Created during an era when ESPN still craved programming of all sorts (ESPN2 was originally designed specifically to appeal to a younger audience) the Winter X Games have long been a trendsetter in snowboarding. It carries a reputation for building the best halfpipes and slopestyle courses and finding new events (think, snowmobiling) and niches ( think, Knuckle Huck ) to keep action sports on the cutting edge.
Next to his three Olympic titles, Shaun White’s 15 wins and 23 overall medals at the X and Winter X Games are his top sports achievement. Virtually all of the sport’s biggest names — Chloe Kim, Jamie Anderson, Danny Davis, Marc McMorris and more — have won multiple titles in Aspen. Even in an era in which the Olympics overshadows most everything, hardly anyone argues that a great snowboarder’s resume isn’t complete without some kind of victory in Aspen.
The first X Games were held in 1995 — a summertime affair known as the “Extreme Games” that focused on skateboarding. Tony Hawk was among the gold medalists at the inaugural gathering. ESPN added a winter version in 1997 that eventually overshadowed its summer cousin in many ways, in large part thanks to snowboarding’s inclusion in the Olympic program a year later.

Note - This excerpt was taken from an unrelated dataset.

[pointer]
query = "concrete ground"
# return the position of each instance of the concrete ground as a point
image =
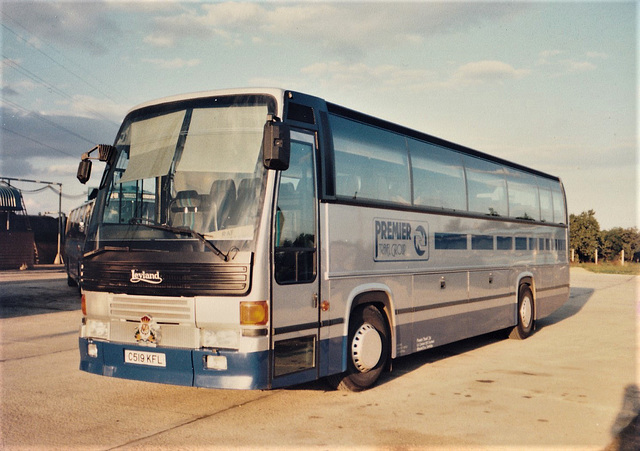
(572, 385)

Building courses, finding judges, dealing with athlete health and safety and scheduling concerts that, increasingly, became a major draw to the events takes a staff of more than 1,000. By selling the majority stake while remaining invested in the enterprise, ESPN will step away from that part of the endeavor but will still focus on its core mission — televising sports.
“We’re proud of what we’ve created with our employees and the athletes over nearly 30 years of world-class X Games events and content,” said Jimmy Pitaro, chairman of ESPN and Sports Content.
Stepping in will be MSP, which will take over the production of the contests, and is expected to reshape the digital offerings for an event that skews to a younger, content-craving audience.
“Our vision for the X Games tomorrow, next year and a decade from now is simple — we want to create a global action sports community of athletes and fans where we push the limits of competition and entertainment,” said Steve Flisler, who becomes the new CEO of the X Games.
Flisler has been an executive at Twitch, a streaming service that is best know for its live streaming of video games, and also was in leadership positions at NBCUniversal.
He said the mission at the X Games is to create “a content engine that gives fans more ways to interact and get hooked to athlete stories.”
“X Games athletes are competitors first but increasingly will become some of the most influential content creators across the globe,” Flisler said.